On every print I'm getting a thin black border that also prints and I can't  figure out how to get rid of it.  It happens on my Canon MP600 and my HP Laserjet 1012.  I have no check boxes checked in the print module.

What am I overlooking and how can I get rid of it?


----------



## Victoria Bampton (Oct 21, 2012)

Have a look in the printer setup - look for the word 'stroke' as that's the most likely phrase used.

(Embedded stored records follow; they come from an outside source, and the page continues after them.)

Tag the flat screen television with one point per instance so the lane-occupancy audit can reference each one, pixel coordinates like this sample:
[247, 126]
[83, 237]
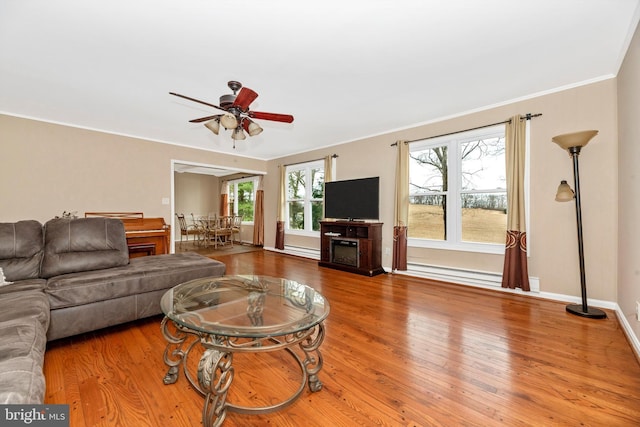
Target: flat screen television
[353, 199]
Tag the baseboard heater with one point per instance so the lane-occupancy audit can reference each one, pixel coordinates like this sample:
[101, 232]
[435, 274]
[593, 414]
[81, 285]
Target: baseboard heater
[462, 276]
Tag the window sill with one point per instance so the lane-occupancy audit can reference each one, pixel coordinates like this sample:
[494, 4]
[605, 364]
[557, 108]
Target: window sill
[460, 247]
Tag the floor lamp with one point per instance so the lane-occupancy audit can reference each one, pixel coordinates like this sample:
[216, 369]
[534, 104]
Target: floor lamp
[573, 143]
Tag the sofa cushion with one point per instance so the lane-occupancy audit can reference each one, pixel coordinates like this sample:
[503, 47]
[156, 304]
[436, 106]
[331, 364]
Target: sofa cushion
[23, 337]
[21, 381]
[21, 249]
[83, 244]
[25, 304]
[23, 285]
[143, 274]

[Mod Note: fixed a typo  "work" => "word"]


----------



## [email protected] (Oct 22, 2012)

*No stroke selected*

I don't have anything checked in the print module which is why this is so confusing.



Victoria Bampton said:


> Have a look in the printer setup - look for the word 'stroke' as that's the most likely phrase used.
> 
> 
> 
> [Mod Note: fixed a typo  "work" => "word"]


----------



## Victoria Bampton (Oct 22, 2012)

You want the printer driver, rather than Lightroom.  Try the Page Setup or Print Settings buttons, bottom left.


----------



## [email protected] (Oct 23, 2012)

Victoria that was it (the print setting preset)!  Thanks a lot!  I don't print much at all so this was frustrating.  Couldn't find how to edit the presets though.  I found one that didn't have the "thin line border" as part of it.

Blessings,

Daryl


----------